Recreating database logic/understanding/issue/slow

fichtennadel · April 15, 2019, 6:21pm

I know this is not an answer to the issue of recreating the database by itself, but did any of you try to use Duplicati.CommandLine.RecoveryTool.exe to make the restore?

I’m just curious because I just started using Duplicati for my backups and now I’m quite unsettled reading about all these issues on recovery …

f4253a38b0 · April 15, 2019, 9:14pm

On my second try I am using the “CommandLine” in the GUI. The actual CLI in CMD always throws some exception or stalls outright.

You should be, in it’s current form the software is not suitable for a real disaster. Should you loose your database the way to your data might be very costly or impossible.
After all it is considered a beta, that should have been a warning for us to not use it in a important environment.

henryg · April 16, 2019, 5:59am

Very sadly I came to the conclusion that Ducati is not robust enough to rely on; and imo nothing can be worse in a backup system.

I am keeping a subset test going, but I would not be sleeping if it was my only solution.

f4253a38b0 · April 16, 2019, 9:18am

I am close to losing it right now.
The recreation, via the “GUI-CLI” failed the second time this night with the whole porgramm crashing.
I now really regret that i have been tricked into this nightmare…

And the stupid CLI just asks me for my passphrase and does not do anything.
Could someone post please how exactly a command to recreate a databse would have to look like?

fichtennadel · April 16, 2019, 10:42am

I’ve been doing a command line restore with my small test backup, which is just ~1 MB, following the guide at Disaster Recovery - Duplicati 2 User's Manual :

Duplicati.RecoveryTool.exe download <remoteurl> <localfolder> --passphrase=<pwd>
Duplicati.RecoveryTool.exe index <localfolder>
Duplicati.CommandLine.RecoveryTool.exe list <localfolder> 0
Duplicati.CommandLine.RecoveryTool.exe restore <localfolder> 0 --targetpath=<targettempfolder>

But this does not recreate the database …
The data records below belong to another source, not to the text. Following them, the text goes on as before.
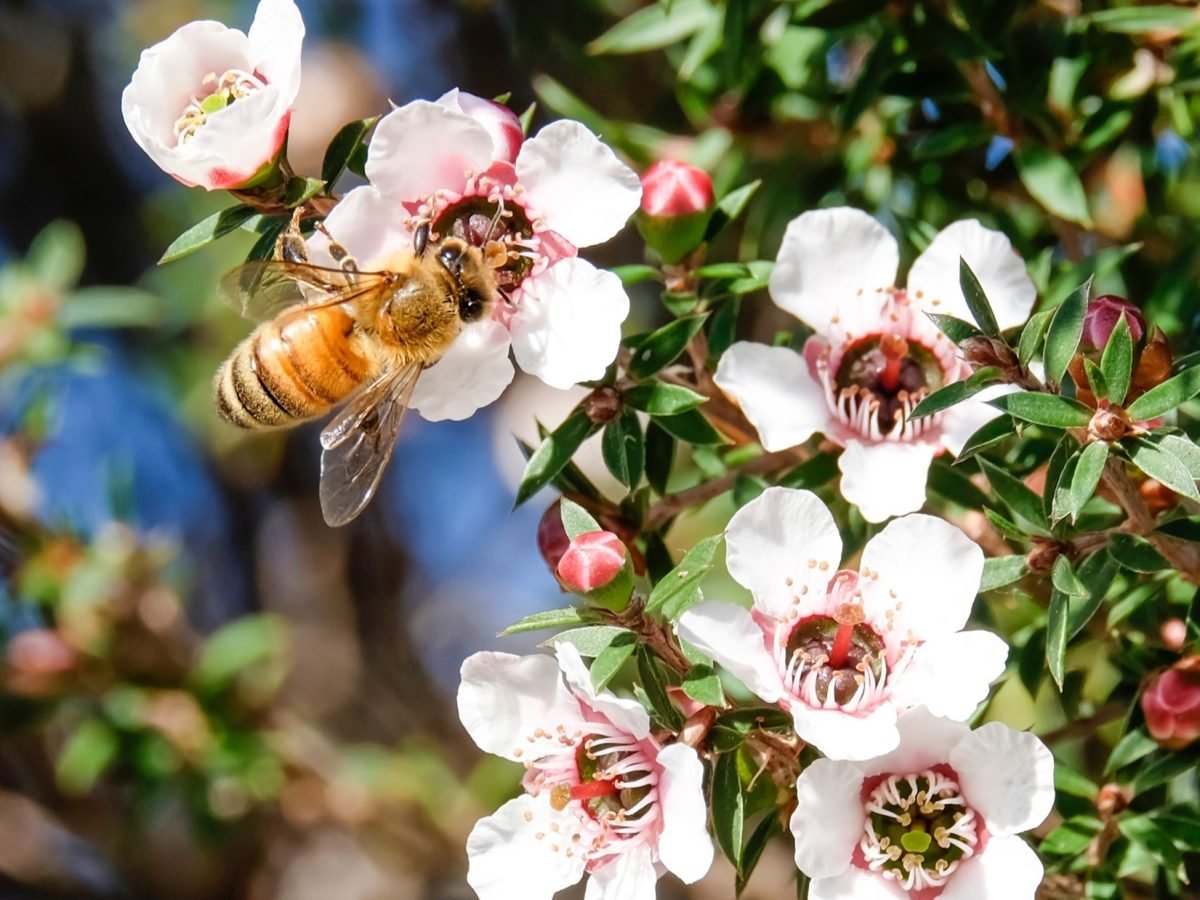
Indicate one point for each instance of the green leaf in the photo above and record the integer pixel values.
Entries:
(691, 427)
(624, 448)
(1116, 361)
(550, 618)
(654, 27)
(208, 231)
(1056, 636)
(1163, 466)
(954, 329)
(1165, 396)
(553, 454)
(681, 587)
(663, 347)
(1065, 333)
(611, 659)
(957, 391)
(659, 399)
(1054, 183)
(1047, 409)
(576, 520)
(343, 145)
(977, 300)
(729, 807)
(999, 571)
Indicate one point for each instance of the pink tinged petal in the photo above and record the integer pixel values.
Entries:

heinrich.peters · April 17, 2019, 6:11pm

Did the same with my ~100GB backup - database repair/recreation takes ~5 days (fails 2 times, 3rd time is still on-going). Downloading all files and index creation via the disaster recovery guide toke ~8 hours… would be great, if database can be created from the downloaded files…

ts678 · April 17, 2019, 7:06pm

Sure, but it’s only an example:

“C:\Program Files\Duplicati 2\Duplicati.CommandLine.exe” repair “file://C:\Duplicati Backups\local test 7 encrypted\” --dbpath=“C:\ProgramData\Duplicati\78777088689071838682.sqlite” --encryption-module=aes --compression-module=zip --dblock-size=50mb --passphrase=password --disable-module=console-password-input

It varies depending on your configuration options (I assume you began in GUI). The trick is specifying the configuration identically enough for command line, for example starting with an Export As Command-line then keeping essential options like encryption, while maybe discarding others such as any exclude rules.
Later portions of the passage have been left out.